I shared her pain and her anger and frustration, as so many of us Catholics did, upon hearing the unwelcome news. I wrote this response at the time, mostly for my own healing. I share it here in the hope that it touches other hearts that have been broken by this terrible tragedy.
First and foremost, I want to tell you how grateful I am for your column in NCR. I’ve been avoiding organizing my own thoughts, even as I’ve known I would have to do so eventually. Your column provided a helpful catalyst.
My heart hurt for you, as it does for all of us, as I read your piece. Our hearts have been shattered by this evil…most especially for the first order victims and their families. Their pain is paramount. But, all of us who love the church are experiencing our own personal crises.
I’ve recently been trying to understand and live better our church’s teaching on how to be blessed by the pain and challenges given to each of us. To somehow recognize and be blessed more deeply by His grace that attends painful times.
So, it was in this frame of mind that I prayed for you and for our church this morning. I asked God how my heart should respond to your decision to leave. Is it a signal for all of us to fragment? To exercise Rod Dreher’s “Benedict Option”?
If not, how best do I respond? To the obvious corruption that has so gripped our beautiful teachings? To my own confusion and distress? How can I possibly be blessed by the knowledge of this terrible travesty that too many of our church fathers have allowed or enabled … or worse?
And, as I felt emotion well up inside me, I saw Our Lord in Gethsemane as Christ shed His tears of blood. I heard as His words from Sermon on the Mount rang out:
Blessed are the poor in spirit, for theirs is the kingdom of heaven.
Blessed are they who mourn, for they will be comforted.
Blessed are they who hunger and thirst for righteousness, for they will be satisfied.
Blessed are they who are persecuted for the sake of righteousness, for theirs is the kingdom of heaven.
And I looked on at Calvary as He hung in pain on the cross. I heard Him tell Dismis, the good thief, “you will be with me today in heaven.”
Then He gave His beloved disciple and all of us into HIs mother’s care to wait for Him until His return. Mother Mary will comfort each of us, if we allow her to embrace us.
For my own part, as a sinner who wandered and wondered for far too many years before finding the Catholic Church, before being allowed to join in the joyful celebration feast, before being fed and formed by the church’s teaching, before experiencing the warmth and abundance of our Blessed Mother’s embrace, before knowing how or even why I should want to walk with our Lord as He lived and died for us and for our salvation, I have opted to continue to receive and be fed by the Holy Eucharist and, as often as I can, to sit with our Lord in adoration and to pray our Holy Mother’s Rosary .
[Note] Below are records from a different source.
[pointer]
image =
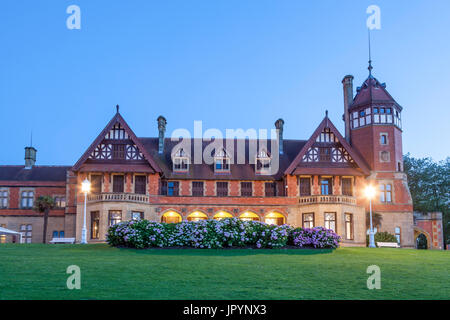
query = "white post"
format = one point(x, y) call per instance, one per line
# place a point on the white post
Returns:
point(371, 235)
point(83, 231)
Is He really present in the host as Catholic teaching says? Can He only be present through the word and exhortation of priests ordained in apostolic succession from Peter? I was told once, ‘It’s a Mystery. We have to leave room for the mystery.’ So, is it true? I don’t know….mysteries, by definition, mysterious. But I do have faith. I believe based on my own personal experience and based on knowledge from the Holy Spirit within me, and my belief comforts me.
I’ve opted to stay — where else can we go, Lord? — and to wait (as much as possible) in joy-filled anticipation of His beautiful face. I know He will come one day and sort us all out. He will cleanse and purify, again and again, each of us and His Church Bride on Earth.
In the meantime I give thanks that you and I and other believers have already been given the end of the story. We know that the sweet incense that fills our beautiful sanctuaries throughout the world will not be overwhelmed by the sin and corruption of Satan’s smoke.
Those priests and bishops will not win, who, through their acts or their inaction, have caused your crisis of communion with the church. Theirs will be a terrible fate.
I pray your mourning for our church blesses you and that you allow Him to walk with you and to comfort you as you wander for a time in the desert. And when it is time, I pray you will again find a comfortable place at His table where we will all rejoice as one church in Christ, where we will all rejoice that we who have gone lost are once again found.
In the meantime I pray He blesses you richly and continuously on your journey.